The shoot-em-up casts the player as a member of a ragtag band of insurgents taking on the 20-million strong, nuclear-armed military of an aggressive Korea, reunited by Kim Jong-un after the death of his father, current North Korean leader Kim Jong-il.

The game's content and an associated marketing blitz have touched nerves at a time of heightened tension on the Korean peninsula after a series of attacks on South Korea last year.

The whole scenario is unutterably ridiculous, said Aidan Foster-Carter, an honorary senior research fellow at Britain's Leeds University and a Korea specialist who accused THQ of playing on and fomenting a sense of anxiety.

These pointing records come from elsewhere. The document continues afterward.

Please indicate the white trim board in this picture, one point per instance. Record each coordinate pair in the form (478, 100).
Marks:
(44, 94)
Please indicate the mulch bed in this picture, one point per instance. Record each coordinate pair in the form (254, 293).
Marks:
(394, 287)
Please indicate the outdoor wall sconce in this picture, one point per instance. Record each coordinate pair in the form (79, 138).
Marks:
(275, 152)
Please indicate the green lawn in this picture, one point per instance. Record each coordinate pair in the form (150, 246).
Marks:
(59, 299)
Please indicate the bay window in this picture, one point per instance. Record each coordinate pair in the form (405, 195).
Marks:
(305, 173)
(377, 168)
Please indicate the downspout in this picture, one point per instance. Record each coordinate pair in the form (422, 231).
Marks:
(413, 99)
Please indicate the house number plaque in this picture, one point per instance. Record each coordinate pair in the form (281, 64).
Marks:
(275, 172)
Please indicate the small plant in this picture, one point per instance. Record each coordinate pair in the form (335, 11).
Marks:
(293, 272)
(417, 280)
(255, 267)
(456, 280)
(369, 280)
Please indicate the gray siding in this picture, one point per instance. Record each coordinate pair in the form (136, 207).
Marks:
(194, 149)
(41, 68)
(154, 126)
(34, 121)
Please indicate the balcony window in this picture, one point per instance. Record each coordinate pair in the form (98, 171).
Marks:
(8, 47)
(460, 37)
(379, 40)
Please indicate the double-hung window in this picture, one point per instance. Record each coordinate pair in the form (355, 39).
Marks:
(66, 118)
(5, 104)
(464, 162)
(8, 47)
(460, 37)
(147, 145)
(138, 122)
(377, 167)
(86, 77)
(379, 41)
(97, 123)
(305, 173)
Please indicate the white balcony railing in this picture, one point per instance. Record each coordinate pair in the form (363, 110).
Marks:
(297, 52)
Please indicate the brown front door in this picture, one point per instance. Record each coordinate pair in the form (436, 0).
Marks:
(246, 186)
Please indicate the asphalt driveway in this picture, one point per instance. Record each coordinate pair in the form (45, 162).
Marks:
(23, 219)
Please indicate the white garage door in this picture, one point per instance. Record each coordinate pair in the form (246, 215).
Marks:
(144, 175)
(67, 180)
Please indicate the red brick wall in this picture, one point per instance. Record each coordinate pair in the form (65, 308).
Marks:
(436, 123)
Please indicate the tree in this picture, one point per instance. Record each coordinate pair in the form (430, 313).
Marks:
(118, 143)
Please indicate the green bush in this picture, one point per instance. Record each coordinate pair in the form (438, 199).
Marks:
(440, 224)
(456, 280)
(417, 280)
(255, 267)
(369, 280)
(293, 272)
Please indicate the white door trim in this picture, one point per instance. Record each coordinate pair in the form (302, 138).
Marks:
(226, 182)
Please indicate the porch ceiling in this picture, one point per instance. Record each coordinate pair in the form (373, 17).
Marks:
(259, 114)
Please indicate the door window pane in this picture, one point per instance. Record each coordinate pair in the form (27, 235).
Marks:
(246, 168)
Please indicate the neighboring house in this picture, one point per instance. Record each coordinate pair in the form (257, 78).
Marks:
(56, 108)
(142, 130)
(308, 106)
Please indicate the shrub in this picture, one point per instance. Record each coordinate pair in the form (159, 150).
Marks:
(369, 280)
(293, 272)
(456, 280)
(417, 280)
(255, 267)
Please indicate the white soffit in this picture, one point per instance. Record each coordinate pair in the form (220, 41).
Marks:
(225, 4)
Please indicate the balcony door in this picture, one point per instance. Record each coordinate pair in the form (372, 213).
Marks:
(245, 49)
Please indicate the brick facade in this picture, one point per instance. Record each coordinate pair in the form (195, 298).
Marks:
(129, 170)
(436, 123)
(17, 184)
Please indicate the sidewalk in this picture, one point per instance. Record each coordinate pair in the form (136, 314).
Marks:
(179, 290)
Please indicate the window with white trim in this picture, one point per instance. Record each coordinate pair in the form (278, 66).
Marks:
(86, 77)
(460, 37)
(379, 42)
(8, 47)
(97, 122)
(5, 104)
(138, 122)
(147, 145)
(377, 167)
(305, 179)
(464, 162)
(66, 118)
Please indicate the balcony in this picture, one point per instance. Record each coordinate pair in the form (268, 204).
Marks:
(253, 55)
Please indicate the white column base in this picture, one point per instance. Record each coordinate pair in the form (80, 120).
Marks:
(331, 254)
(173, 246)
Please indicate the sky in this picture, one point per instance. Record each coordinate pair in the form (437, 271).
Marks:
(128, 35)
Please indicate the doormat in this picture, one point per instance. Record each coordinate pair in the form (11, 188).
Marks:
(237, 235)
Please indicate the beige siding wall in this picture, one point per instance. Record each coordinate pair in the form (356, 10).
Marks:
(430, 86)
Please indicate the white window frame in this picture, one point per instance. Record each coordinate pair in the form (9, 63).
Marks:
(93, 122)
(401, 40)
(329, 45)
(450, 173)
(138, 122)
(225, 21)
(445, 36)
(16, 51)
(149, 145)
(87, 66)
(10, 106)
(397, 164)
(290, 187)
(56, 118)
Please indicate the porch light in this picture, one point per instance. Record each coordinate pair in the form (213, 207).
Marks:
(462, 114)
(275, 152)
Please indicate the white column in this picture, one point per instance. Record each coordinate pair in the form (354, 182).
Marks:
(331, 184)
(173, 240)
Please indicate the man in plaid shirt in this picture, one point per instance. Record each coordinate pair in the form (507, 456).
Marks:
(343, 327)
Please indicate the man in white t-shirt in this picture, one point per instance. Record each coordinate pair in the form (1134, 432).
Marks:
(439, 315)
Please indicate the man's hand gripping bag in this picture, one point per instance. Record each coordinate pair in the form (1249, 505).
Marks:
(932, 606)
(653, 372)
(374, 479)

Japan's Computer Entertainment Rating Organization has ordered the removal of all images of Kim Jong-il and references to North Korea from the game before it can be shipped there, according to THQ spokesman Tyrone Miller.

THQ will not even attempt to sell the game in South Korea, which bans titles that describe anti-national actions or distort historical truths, said Cho Dong-myeon, head of the game review team at the country's Game Rating Board.

THQ NEEDS A BLOCKBUSTER

Market access issues could impact sales at a time when THQ is seen needing a hit title. Its share price has floundered 13 percent since its third-quarter earnings on February 2, when it lowered its profit outlook.

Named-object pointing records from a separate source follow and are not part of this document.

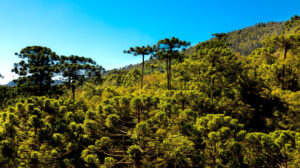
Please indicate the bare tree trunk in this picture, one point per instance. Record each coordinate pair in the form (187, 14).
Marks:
(143, 72)
(283, 68)
(167, 68)
(73, 92)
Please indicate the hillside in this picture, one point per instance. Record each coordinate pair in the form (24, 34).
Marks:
(213, 108)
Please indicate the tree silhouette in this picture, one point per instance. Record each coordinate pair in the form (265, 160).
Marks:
(168, 49)
(75, 69)
(285, 43)
(140, 51)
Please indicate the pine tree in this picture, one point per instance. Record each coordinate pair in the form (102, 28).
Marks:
(140, 51)
(168, 49)
(36, 70)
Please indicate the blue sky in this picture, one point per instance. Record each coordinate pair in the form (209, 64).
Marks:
(101, 29)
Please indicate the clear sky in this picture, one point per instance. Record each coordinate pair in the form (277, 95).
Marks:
(102, 29)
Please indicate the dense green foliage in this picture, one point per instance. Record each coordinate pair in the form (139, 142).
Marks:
(222, 109)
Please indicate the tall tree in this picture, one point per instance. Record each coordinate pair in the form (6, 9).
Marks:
(285, 43)
(36, 70)
(76, 69)
(141, 51)
(169, 49)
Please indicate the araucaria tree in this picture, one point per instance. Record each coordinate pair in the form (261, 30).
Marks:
(140, 51)
(75, 69)
(168, 49)
(36, 70)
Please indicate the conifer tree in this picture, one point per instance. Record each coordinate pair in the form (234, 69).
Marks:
(168, 49)
(75, 69)
(140, 51)
(36, 70)
(285, 43)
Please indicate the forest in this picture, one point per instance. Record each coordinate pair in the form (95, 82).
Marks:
(229, 102)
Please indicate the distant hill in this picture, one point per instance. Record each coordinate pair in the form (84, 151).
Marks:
(246, 40)
(12, 83)
(243, 41)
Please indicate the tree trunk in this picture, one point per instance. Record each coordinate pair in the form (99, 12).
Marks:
(170, 75)
(137, 163)
(73, 92)
(167, 68)
(283, 68)
(143, 72)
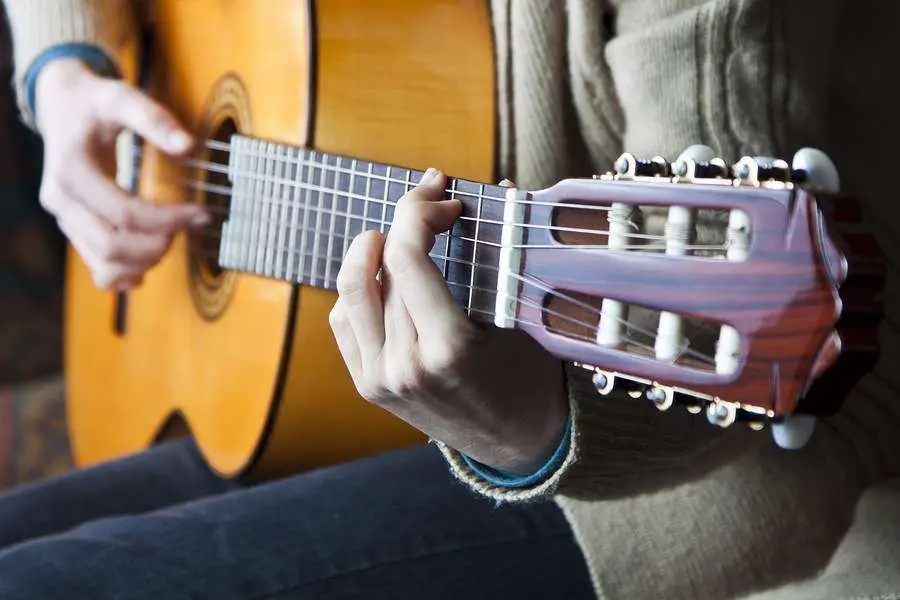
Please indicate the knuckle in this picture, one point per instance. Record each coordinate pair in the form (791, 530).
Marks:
(398, 259)
(444, 360)
(337, 317)
(403, 379)
(351, 284)
(111, 248)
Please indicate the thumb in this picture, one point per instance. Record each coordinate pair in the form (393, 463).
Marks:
(131, 108)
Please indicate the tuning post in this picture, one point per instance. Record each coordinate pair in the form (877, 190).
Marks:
(604, 382)
(720, 413)
(761, 170)
(661, 397)
(689, 169)
(627, 166)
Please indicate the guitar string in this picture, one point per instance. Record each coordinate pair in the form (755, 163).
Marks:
(317, 259)
(265, 202)
(685, 349)
(407, 183)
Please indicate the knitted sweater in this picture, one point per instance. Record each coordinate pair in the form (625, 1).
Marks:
(663, 505)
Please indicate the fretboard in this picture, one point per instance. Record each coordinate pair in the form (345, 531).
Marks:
(294, 212)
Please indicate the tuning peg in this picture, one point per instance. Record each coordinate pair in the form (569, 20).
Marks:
(723, 414)
(690, 169)
(794, 431)
(754, 170)
(661, 397)
(817, 169)
(628, 166)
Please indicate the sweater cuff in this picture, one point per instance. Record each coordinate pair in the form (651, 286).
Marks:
(93, 56)
(502, 478)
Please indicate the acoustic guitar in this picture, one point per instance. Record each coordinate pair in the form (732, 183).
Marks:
(315, 118)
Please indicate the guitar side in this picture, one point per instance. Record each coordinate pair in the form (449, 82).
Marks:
(249, 363)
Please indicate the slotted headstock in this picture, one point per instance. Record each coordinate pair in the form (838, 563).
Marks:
(749, 291)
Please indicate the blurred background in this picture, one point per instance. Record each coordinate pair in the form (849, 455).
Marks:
(33, 440)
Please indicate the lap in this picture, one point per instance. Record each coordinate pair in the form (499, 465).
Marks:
(396, 525)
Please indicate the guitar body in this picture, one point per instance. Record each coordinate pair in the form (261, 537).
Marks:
(249, 364)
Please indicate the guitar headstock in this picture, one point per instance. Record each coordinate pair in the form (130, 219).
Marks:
(747, 291)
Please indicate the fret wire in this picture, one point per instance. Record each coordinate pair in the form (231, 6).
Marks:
(365, 219)
(265, 213)
(278, 256)
(353, 167)
(320, 197)
(334, 200)
(265, 206)
(295, 217)
(475, 251)
(304, 228)
(252, 188)
(269, 262)
(246, 188)
(387, 187)
(259, 203)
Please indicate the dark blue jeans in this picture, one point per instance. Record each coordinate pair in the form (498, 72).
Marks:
(161, 525)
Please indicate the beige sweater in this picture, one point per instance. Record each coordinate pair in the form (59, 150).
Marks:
(662, 505)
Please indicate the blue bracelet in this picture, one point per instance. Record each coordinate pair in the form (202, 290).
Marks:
(502, 478)
(90, 54)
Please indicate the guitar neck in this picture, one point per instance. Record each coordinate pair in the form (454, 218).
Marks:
(294, 212)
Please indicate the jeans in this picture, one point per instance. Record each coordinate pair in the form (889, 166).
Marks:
(161, 525)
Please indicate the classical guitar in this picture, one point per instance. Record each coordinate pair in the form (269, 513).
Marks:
(311, 116)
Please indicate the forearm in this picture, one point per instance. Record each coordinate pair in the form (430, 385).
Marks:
(40, 27)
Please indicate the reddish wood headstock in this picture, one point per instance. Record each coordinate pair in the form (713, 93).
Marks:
(800, 304)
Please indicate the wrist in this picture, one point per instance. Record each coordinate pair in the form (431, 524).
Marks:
(58, 79)
(59, 70)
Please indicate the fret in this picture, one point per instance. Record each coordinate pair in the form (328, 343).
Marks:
(475, 248)
(334, 216)
(277, 269)
(350, 188)
(295, 213)
(246, 169)
(273, 196)
(317, 227)
(308, 170)
(291, 274)
(387, 187)
(260, 166)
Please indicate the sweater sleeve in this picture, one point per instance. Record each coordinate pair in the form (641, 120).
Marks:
(103, 28)
(741, 76)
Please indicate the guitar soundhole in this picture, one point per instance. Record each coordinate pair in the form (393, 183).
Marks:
(217, 196)
(227, 113)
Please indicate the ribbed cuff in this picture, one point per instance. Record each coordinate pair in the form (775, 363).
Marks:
(93, 56)
(502, 478)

The company's management has tried to convince investors that its upcoming games lineup is its strongest ever and sales of Homefront, the first release in that slate, will be closely watched by Wall Street.

THQ has spared no effort to promote Homefront, with mixed results. A mock news report containing game footage of North Korea's invasion of the United States posted by the company on video-sharing websites such as YouTube on March 11 was decried by some viewers as irresponsible and inflammatory.

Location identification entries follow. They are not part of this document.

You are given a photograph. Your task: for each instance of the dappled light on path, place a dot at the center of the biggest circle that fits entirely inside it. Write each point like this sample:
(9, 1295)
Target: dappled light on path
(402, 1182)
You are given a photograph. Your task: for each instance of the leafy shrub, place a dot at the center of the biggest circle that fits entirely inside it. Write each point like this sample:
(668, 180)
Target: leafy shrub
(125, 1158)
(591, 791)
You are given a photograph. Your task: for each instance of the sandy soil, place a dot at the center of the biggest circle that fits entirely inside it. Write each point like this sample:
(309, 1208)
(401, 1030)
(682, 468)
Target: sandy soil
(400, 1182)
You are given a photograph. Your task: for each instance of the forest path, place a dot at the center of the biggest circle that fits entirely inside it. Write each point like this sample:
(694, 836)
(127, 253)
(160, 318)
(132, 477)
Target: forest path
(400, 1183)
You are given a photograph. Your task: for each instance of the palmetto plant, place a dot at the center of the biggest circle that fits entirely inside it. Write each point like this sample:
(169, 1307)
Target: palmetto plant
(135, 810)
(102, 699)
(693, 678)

That came just after THQ angered environmentalists with a mock demonstration against the North that culminated in the mass release of 10,000 balloons into San Francisco Bay, mimicking rallies held in the South in which activists float balloons with propaganda leaflets across the North-South border.

While THQ has played up the game's authenticity -- the back story was drafted with the help of former CIA field agents -- analysts who examined the fictional timeline of events on which Homefront is based remained unconvinced.

A unified Korea would likely weaken with respect to neighboring countries temporarily, especially because it will exist on the premise of denuclearization, said Baek Seung-joo, an expert on North Korea's military at the Korea Institute for Defense Analyses.

THQ insists Homefront is a work of fiction designed to fulfill growing gamer appetite for serious subject matter.

We truly believe in video games as an art form, and one of the responsibilities of art is to confront difficult, uncomfortable or even frightening situations, Miller said.

We acknowledge the situation in North Korea is sensitive and have taken great care to show the proper respect.